How to get and parse information from a web page. menu

User Tag List

Results 1 to 9 of 9
  1. #1
    Apoc's Avatar Angry Penguin
    Reputation
    1387
    Join Date
    Jan 2008
    Posts
    2,750
    Thanks G/R
    0/12
    Trade Feedback
    0 (0%)
    Mentioned
    0 Post(s)
    Tagged
    0 Thread(s)

    How to get and parse information from a web page.

    Well, since there has been a bit of an uproar lately about how exactly to get and parse information from web pages, I figured I'd write a small tutorial about how to do so. (Using MMOwned as a test dummy for the URL.)

    First thing we need to do, is create a new windows forms application. (This tutorial assumes it's named MMOwnedRepParser)

    First things first, we'll make it flashy.



    Very simple, right?

    Few things to keep in mind, to make it easier to explain.

    The form's name is "MainForm"
    The "Get Rep" button's name is "btnGetRep"
    The "No User Selected!" lable is "lblUserRep"
    The textbox name is "txtUserName"


    Now, first things first, we need to add in a simple HTTPGET method to return a web page's source.

    Create a new class named "Http" and change it to the following:

    Code:
    using System.IO;
    using System.Net;
    using System.Text;
    
    namespace MMOwnedRepParser
    {
        public class Http
        {
            private static HttpWebResponse HttpWResponse;
    
            public static string GetHTTP(string url)
            {
                // Send a request to the URL provided when the method was called.
                var HttpWRequest = (HttpWebRequest)WebRequest.Create(url);
    
                // Set some specific things needed for certain web pages to be viewed.
                HttpWRequest.Credentials = CredentialCache.DefaultCredentials;
                HttpWRequest.UserAgent = "MMOwned Wins Hard";
                HttpWRequest.KeepAlive = true;
                HttpWRequest.Headers.Set("Pragma", "no-cache");
                HttpWRequest.Timeout = 300000;
    
                // We are only GETting the page information. We are not passing it any.
                HttpWRequest.Method = "GET";
    
                // This is in a try/catch block due to some pages going offline. 
                // (If we didn't catch the error, we would crash the app)
                try
                {
                    // Get the response we sent with the HttpWRequest from above.
                    HttpWResponse = (HttpWebResponse)HttpWRequest.GetResponse();
    
                    // Read the page we got from the response, and pass it out as our return statement.
                    var sr = new StreamReader(HttpWResponse.GetResponseStream(), Encoding.ASCII);
                    var s = sr.ReadToEnd();
    
                    // Make sure we close our reader, or we end up with some nasty bugs.
                    sr.Close();
                    return s;
                }
                catch (WebException)
                {
                    // The page could not be viewed. So we return an ERROR string instead.
                    return "ERROR";
                }
            }
        }
    }
    The code itself is documented fairly well, so I won't bother explaining it.

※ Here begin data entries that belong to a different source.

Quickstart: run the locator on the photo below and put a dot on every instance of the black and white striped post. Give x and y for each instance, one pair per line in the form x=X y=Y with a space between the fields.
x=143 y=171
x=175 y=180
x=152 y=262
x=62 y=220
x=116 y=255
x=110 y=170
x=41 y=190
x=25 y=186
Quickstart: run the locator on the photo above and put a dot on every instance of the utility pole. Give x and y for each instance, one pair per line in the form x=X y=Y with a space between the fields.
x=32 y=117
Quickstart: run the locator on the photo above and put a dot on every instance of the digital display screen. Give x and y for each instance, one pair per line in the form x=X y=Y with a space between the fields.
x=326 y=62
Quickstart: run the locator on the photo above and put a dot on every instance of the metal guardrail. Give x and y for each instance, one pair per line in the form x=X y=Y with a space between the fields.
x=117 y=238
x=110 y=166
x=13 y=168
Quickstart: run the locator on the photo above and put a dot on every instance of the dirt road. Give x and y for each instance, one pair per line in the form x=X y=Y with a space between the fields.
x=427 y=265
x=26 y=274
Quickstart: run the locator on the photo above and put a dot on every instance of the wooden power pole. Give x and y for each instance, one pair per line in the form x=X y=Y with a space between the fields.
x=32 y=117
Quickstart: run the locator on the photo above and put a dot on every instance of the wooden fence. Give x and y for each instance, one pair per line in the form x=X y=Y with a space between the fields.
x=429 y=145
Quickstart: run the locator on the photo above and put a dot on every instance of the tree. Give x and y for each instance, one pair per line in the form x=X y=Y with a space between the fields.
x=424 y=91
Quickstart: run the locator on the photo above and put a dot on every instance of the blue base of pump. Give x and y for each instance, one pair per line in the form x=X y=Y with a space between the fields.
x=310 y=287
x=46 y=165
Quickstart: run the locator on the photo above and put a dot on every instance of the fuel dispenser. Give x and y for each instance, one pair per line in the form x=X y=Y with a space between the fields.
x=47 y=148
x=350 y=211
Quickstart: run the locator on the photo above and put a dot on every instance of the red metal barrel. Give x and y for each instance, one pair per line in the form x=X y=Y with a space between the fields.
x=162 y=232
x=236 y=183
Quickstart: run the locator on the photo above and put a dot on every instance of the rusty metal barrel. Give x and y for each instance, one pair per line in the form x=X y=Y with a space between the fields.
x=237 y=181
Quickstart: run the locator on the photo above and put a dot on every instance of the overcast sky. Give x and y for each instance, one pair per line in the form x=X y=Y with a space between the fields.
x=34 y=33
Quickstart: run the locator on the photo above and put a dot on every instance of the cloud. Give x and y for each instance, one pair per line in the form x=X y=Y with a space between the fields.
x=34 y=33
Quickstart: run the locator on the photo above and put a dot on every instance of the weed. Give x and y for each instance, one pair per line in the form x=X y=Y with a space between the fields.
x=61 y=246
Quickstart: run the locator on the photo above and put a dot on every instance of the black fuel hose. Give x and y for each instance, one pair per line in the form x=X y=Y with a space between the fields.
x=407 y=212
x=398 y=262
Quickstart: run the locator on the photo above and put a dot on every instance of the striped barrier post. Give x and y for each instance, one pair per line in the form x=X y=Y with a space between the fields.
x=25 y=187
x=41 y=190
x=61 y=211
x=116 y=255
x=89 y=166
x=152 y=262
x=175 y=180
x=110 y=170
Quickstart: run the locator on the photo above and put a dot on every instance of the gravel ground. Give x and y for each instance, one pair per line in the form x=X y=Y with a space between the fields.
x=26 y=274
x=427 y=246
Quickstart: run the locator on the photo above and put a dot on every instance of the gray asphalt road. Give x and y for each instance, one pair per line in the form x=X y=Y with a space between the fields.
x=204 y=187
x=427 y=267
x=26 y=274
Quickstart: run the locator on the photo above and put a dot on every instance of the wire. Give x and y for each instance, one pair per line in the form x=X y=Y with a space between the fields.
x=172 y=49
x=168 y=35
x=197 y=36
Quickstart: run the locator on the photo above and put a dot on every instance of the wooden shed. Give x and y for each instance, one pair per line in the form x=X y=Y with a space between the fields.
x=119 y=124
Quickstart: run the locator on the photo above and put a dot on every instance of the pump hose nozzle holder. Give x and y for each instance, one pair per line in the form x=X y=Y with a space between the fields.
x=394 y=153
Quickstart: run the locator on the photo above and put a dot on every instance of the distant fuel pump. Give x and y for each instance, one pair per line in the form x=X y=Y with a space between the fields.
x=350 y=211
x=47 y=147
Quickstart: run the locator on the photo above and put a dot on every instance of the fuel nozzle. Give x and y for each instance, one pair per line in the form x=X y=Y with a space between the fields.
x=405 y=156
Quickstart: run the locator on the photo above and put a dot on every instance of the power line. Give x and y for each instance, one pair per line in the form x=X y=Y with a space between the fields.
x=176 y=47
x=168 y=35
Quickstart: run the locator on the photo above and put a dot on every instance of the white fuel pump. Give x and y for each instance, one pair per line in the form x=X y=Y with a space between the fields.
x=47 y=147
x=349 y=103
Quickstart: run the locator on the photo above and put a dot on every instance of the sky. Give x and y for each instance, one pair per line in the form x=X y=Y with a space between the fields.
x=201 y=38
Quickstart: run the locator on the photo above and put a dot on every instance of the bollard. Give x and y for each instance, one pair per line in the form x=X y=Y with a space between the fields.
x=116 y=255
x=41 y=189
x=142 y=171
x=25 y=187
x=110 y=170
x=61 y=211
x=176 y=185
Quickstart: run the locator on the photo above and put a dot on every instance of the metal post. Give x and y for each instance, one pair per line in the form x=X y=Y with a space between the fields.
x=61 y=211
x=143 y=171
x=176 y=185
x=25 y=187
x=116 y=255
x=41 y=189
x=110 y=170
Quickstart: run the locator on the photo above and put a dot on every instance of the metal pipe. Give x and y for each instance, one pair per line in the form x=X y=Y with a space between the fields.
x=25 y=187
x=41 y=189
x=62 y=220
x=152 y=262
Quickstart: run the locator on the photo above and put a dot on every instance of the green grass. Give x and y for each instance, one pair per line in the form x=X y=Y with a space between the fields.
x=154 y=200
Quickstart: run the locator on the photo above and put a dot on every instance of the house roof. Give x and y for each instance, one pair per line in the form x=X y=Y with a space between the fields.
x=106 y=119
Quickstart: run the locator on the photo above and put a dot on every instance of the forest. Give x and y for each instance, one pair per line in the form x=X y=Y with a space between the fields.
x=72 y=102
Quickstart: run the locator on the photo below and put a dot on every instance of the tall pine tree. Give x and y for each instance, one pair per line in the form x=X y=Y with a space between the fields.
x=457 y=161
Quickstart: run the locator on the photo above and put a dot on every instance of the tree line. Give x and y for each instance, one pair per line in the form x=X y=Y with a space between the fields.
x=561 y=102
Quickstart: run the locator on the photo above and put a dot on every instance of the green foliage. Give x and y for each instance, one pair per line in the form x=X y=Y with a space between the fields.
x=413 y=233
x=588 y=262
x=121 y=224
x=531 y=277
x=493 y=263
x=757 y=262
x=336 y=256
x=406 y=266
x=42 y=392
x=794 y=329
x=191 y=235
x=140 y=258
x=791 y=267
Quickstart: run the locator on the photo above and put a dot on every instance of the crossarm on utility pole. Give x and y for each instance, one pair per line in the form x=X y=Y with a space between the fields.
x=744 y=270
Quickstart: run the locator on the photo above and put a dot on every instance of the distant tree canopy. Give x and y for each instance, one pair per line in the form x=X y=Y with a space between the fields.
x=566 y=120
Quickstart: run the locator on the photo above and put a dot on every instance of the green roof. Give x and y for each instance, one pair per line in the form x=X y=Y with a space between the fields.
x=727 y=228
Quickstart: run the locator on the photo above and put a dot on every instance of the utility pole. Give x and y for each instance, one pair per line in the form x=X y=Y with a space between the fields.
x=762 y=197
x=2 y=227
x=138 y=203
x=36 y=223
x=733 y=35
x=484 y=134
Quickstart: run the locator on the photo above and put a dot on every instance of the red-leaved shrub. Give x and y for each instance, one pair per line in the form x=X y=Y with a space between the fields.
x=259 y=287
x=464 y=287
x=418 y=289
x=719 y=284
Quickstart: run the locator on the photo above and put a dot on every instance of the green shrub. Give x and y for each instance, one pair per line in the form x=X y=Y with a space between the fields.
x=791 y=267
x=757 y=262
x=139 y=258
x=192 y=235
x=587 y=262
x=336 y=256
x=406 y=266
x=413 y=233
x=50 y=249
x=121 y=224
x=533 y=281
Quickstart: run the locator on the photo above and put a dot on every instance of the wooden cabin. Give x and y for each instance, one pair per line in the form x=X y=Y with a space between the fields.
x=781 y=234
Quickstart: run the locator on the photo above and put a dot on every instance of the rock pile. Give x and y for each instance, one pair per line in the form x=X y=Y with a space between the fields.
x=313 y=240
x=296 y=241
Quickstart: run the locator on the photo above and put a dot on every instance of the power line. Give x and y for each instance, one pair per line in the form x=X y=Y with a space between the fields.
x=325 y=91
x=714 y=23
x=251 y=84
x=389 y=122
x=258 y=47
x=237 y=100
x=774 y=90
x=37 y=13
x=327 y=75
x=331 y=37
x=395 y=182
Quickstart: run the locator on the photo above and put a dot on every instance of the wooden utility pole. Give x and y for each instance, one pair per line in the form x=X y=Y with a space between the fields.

    Just keep in mind, this is a very simple httpGET method. It does not handle POST http methods.

    Now that we have our way to grab the page information, let's create a way to find the rep using the user profile page of MMOwned.

    First things first we need to see what type of page source is generated. Using my own profile view (by clicking on my name, not by going to "User CP") Right click and select "View Page Source" (Might be different in other browsers, you want to view the source of the page.)

    Now we need to find where reputation is displayed. (Luckily, this page is mostly static, so the position of what we want is always in the same place.)

    The bit of information we want to find is the following:

    Code:
    <span class="smallfont" style="float:right">
    
    				202 point(s) total
    				&nbsp; &nbsp;
    				<a href="/forums/members/apoc.html#top" onclick="return toggle_collapse('profile_reputation')">
    All we really want is the "202 point(s) total" since we just want to see how much rep a given person has.

    Now we're going to use a bit of regex (regular expressions) to find that single line so we can use it.

    Create a new method. (I created it right in the MainForm code file. Just double click the form to open it, or select it from the solution browser.)

    We first need to add the following using directive:

    Code:
    using System.Text.RegularExpressions;
    This will allow us to use Regex.

    Now we add the following method to parse the page we received and get our reputation points.

    Code:
    private string Rep(string toSearch)
            {
                var rx = new Regex(@"d*spoint(s)stotal");
                return rx.Match(toSearch).ToString();
            }
    The "var rx" is initializing a new instance of Regex using the supplied regex string. It will return a match of "<any number of digits> point(s) total" if it finds it.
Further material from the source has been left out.